Terrícola. Americano. Latinoamericano. Centroamericano. Costarricense. Josefino. Paveño. La geografía pone más epítetos delante de uno que la universidad. Católico. Agnóstico. Demócrata. Capitalista. Esas me las pusieron mis papás y la sociedad. Las tachaduras son mías (así como las correcciones) y hubiera querido varias más pero uno sigue votando para evitar el mal de conciencia y consumiendo para no perder la costumbre y ya ni modo. Estudiante. ¿Filólogo? ¿Literato? ¿Lingüista? Mi título y mi actividad académica siguen sin ponerse de acuerdo. Por mí, escritor y bajista estaría bien. ¿Bajista? Sí. Devoto metalero. Faltaba esa: Metalero. Si consideramos las múltiples opciones con las que se podría cambiar cada una de esas designaciones, y las combinaciones de las mismas, nos enteramos de la enorme, ciclópea (aunque tenga muchos ojos) cantidad de posibilidades disponibles para ser un individuo de la sociedad global contemporánea. ¿Contemporánea? Una consulta al adorado tormento y 1. adj. Existente en el mismo tiempo que una persona o cosa. 2. adj. Perteneciente o relativo al tiempo o época en que se vive. 3. adj. Perteneciente o relativo a la Edad Contemporánea. Pues sí, con mayúsculas y todo. En la escuela me grabaron a cincel las diferentes edades de la historia: Antigua, Media, Moderna y Contemporánea. No podía ser diferente. Pero a pesar de todo, un término sigue flotando en el ambiente con intenciones de meterse en el lugar de “contemporánea”, para impregnarlo todo con sus aires posmodernos.

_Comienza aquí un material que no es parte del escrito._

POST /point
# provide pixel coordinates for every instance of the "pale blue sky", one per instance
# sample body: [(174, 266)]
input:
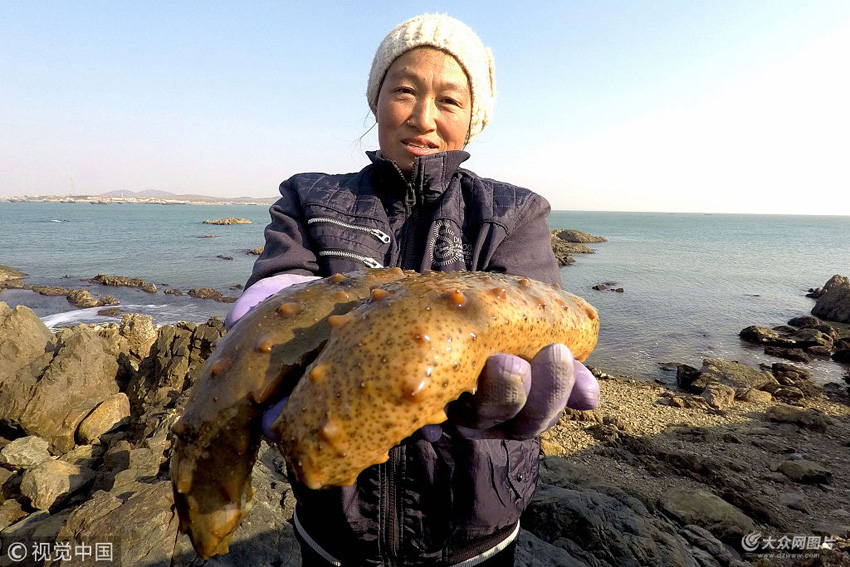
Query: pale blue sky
[(651, 106)]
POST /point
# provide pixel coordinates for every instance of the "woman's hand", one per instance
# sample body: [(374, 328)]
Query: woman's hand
[(261, 290), (520, 400)]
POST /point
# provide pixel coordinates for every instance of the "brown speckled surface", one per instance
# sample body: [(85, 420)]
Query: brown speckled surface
[(390, 366)]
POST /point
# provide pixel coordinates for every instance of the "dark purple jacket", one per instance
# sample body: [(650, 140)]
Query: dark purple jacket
[(434, 503)]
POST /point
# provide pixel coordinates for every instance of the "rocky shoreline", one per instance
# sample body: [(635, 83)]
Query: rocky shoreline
[(731, 466), (657, 475)]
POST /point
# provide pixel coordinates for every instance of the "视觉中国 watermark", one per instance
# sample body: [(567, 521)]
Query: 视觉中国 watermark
[(788, 546)]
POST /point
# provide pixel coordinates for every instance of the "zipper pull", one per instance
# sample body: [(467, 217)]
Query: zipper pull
[(380, 235)]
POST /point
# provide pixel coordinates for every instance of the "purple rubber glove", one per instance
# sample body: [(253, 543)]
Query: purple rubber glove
[(261, 290), (520, 400)]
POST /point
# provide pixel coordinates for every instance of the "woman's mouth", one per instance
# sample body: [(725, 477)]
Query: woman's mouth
[(419, 148)]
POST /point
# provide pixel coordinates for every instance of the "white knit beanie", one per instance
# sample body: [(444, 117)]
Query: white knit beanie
[(449, 35)]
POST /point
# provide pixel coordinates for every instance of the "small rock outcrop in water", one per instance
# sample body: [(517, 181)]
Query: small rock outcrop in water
[(210, 293), (124, 281), (95, 466), (834, 301), (7, 273), (565, 243), (228, 221), (801, 340)]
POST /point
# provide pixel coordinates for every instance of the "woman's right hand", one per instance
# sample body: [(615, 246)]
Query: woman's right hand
[(261, 290)]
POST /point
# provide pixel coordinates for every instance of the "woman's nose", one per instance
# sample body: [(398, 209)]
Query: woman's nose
[(423, 116)]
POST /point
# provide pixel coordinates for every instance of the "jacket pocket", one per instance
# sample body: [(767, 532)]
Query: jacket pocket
[(345, 242), (521, 470)]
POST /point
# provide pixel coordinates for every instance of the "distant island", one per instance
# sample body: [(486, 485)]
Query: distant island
[(146, 197)]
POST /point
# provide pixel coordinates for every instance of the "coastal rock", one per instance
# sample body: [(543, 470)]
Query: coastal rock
[(10, 512), (796, 354), (753, 396), (139, 332), (732, 374), (806, 472), (562, 252), (7, 274), (23, 338), (708, 511), (52, 395), (110, 312), (595, 526), (25, 453), (789, 374), (52, 481), (81, 298), (759, 335), (228, 221), (577, 236), (122, 281), (144, 523), (842, 350), (806, 338), (834, 304), (719, 396), (805, 418), (111, 412), (210, 293)]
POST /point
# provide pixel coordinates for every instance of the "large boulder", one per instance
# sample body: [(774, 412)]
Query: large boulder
[(23, 338), (834, 304), (51, 396)]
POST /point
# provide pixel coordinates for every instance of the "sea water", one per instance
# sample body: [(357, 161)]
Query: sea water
[(690, 282)]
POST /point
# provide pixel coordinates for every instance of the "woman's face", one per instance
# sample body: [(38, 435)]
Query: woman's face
[(424, 106)]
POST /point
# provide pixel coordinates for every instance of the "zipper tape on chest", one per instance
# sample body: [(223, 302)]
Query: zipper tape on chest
[(370, 262), (377, 233)]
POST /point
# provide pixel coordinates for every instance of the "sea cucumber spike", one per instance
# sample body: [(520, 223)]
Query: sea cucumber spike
[(457, 297), (289, 310), (338, 321), (499, 292), (179, 428), (438, 417), (379, 294), (320, 372)]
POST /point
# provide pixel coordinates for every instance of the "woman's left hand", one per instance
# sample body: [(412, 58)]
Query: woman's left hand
[(520, 400)]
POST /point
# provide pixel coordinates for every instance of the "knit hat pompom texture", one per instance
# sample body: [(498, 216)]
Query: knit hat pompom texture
[(452, 36)]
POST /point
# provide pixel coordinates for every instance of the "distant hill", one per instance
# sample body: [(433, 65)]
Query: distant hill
[(155, 194)]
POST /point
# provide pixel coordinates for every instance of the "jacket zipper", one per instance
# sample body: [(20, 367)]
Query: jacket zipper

Posmodernidad. ¿Edad Posmoderna? Algo así. Mucho gusto. ¿Me podría decir exactamente qué es usted? Me lo imaginaba, yo tampoco. En primer lugar, ¿Por qué posmodernidad, si teníamos ya el simple y bonito nombre de Edad Contemporánea? Ya Alejandro Sastre observó el inconveniente, como lo reseña José María Laso Prieto: “[Sastre] discute incluso la propia pertinencia del término posmodernidad, ya que –después de una perspectiva histórica– a la Edad Moderna sucede la Edad Contemporánea. Sería por ello mejor hablar de contemporaneidad que de posmodernidad” (2008). No obstante, es un hecho que resulta un tanto inocente a nivel histórico pretender que de ahora en adelante viviremos en la Edad Contemporánea, como si no existiera la posibilidad de que la historia siguiera su curso y algún hecho futuro, si no es que ya pasado, le sirviera a los futurísimos historiadores para marcar un fin de esta edad y el principio de otra. Además, si hemos dado en llamar a nuestro tiempo Edad Contemporánea, ¿cómo llamaríamos una edad posterior? ¿Edad más Contemporánea? ¿Edad poscontemporánea? ¿Contemporánea 2.0? No sé a quién se le habrá ocurrido que su tiempo debía llamarse Contemporáneo, nombre propio, como si el tiempo que restara fuera por siempre a ser igual a su tiempo. En fin, si Fukuyama se atrevió, tras la caída de los regímenes del este de Europa y de la perestroika de Gorbachov, a proclamar el fin de la historia, con el triunfo incuestionable de la democracia y el capitalismo, la verdad es que se puede uno creer cualquier cosa.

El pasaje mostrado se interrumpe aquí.